Kristen Andoos was also passed over for promotions, disparaged by her bosses and had other co-workers refuse to work with her, the suit says.
"The facts giving rise to the action bear the hallmark indices to a serious institutional problem as well as an archaic culture that not only turns a blind eye towards discrimination, but encourages it," her lawyer, Paul Youkilis, said.
"It serves as an obstacle to the advancement of women in the workplace."
The DOT referred questions on the suit to the Law Department, and a spokesman there said it'll be reviewed when the department is served.

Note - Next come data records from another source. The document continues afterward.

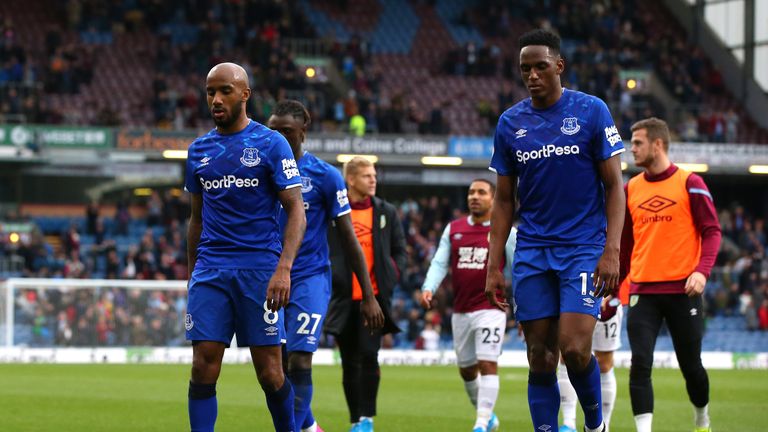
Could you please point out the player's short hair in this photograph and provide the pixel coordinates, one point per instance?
(488, 182)
(352, 166)
(292, 108)
(655, 128)
(543, 37)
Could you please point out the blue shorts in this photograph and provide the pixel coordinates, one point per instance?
(223, 302)
(306, 311)
(551, 280)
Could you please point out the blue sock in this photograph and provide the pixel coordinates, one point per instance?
(587, 386)
(543, 400)
(301, 379)
(280, 404)
(202, 407)
(309, 420)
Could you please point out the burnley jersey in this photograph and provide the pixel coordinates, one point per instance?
(325, 198)
(554, 153)
(464, 246)
(239, 176)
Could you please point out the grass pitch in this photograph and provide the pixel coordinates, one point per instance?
(62, 398)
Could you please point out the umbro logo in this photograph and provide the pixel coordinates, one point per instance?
(656, 204)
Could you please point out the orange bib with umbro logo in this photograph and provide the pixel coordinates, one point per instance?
(667, 244)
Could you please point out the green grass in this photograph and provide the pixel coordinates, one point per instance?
(41, 397)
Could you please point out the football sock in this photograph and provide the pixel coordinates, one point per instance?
(701, 416)
(310, 428)
(471, 388)
(568, 397)
(202, 407)
(643, 422)
(587, 386)
(487, 393)
(370, 376)
(608, 387)
(301, 379)
(543, 400)
(281, 404)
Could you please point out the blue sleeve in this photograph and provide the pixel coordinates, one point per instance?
(335, 193)
(191, 183)
(285, 172)
(438, 268)
(607, 141)
(500, 162)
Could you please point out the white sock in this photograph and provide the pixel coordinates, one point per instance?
(487, 393)
(568, 397)
(701, 416)
(643, 422)
(471, 388)
(608, 387)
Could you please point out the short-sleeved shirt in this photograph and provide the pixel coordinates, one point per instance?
(325, 198)
(554, 153)
(239, 176)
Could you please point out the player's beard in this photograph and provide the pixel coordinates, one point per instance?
(228, 121)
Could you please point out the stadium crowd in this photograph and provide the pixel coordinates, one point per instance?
(152, 247)
(189, 37)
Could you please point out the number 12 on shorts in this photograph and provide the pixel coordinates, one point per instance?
(584, 279)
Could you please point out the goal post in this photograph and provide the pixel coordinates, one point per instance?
(17, 295)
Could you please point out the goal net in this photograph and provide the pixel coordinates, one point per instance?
(92, 313)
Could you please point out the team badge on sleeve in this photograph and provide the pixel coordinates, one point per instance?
(342, 198)
(570, 126)
(250, 157)
(306, 184)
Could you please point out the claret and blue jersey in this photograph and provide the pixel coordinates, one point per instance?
(239, 176)
(554, 153)
(325, 198)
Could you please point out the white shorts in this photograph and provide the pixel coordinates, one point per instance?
(478, 335)
(607, 335)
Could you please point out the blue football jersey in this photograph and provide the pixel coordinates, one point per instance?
(239, 176)
(325, 198)
(554, 153)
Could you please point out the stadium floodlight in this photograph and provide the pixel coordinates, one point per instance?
(344, 158)
(693, 167)
(175, 154)
(442, 160)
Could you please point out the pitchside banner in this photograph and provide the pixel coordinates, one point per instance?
(661, 359)
(56, 136)
(723, 156)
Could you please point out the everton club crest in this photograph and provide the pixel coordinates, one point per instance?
(570, 126)
(306, 184)
(250, 157)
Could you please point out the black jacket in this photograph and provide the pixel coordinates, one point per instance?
(390, 260)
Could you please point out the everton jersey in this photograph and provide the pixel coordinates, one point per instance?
(239, 176)
(554, 153)
(325, 198)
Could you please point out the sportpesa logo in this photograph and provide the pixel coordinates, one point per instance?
(545, 152)
(228, 181)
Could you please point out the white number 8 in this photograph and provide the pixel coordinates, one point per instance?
(269, 316)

The suit claims that Ferenczy started to repeatedly harass Andoos in 2011, which led her to file a police report against him.
In 2014, he was given a 45-day suspension, a year's probation and ordered not to contact her.
But, when the probation was over, he cornered Andoos near a copy machine on a boat in Oct. 2015, according to the suit.
She reported it and Ferenczy was put on paid leave, but he was allowed to return to work in January 2016.
Instead of Ferenczy having to change boats, Andoos was ordered to move and her bosses dismissed her fears about getting her personal property from the ship.
"He's not the bogeyman," Garvey told her, according to the suit. "He doesn't have weapons."
Supervisors ignored the no contact order and often refused to give her notice he was boarding a boat that she was on.
Andoos had to have co-workers text her when he was on board and she hid in the bathroom, according to the suit.
Garvey and DeSimone also talked negatively about her to other co-workers after she complained about Ferenczy, leading some to avoid working with her and ignore communications from her ship, the suit says.
"[It] interferes with [Andoos'] performance of her job duties and further places the safety of the Ferry's passengers and vessels at risk," Youkilis wrote in the suit.
Since 2012, Andoos made multiple requests to be promoted to captain, which she's been licensed to do since 2010, but was passed over because of her gender and the complaints against Ferenczy, according to the suit.
Instead, eight male employees with less experience were promoted since 2013. Only one woman was made captain, the suit claims.
Andoos said the entire staff knew that woman planned to leave in a few months for a different job.
Andoos declined to comment through Youkilis.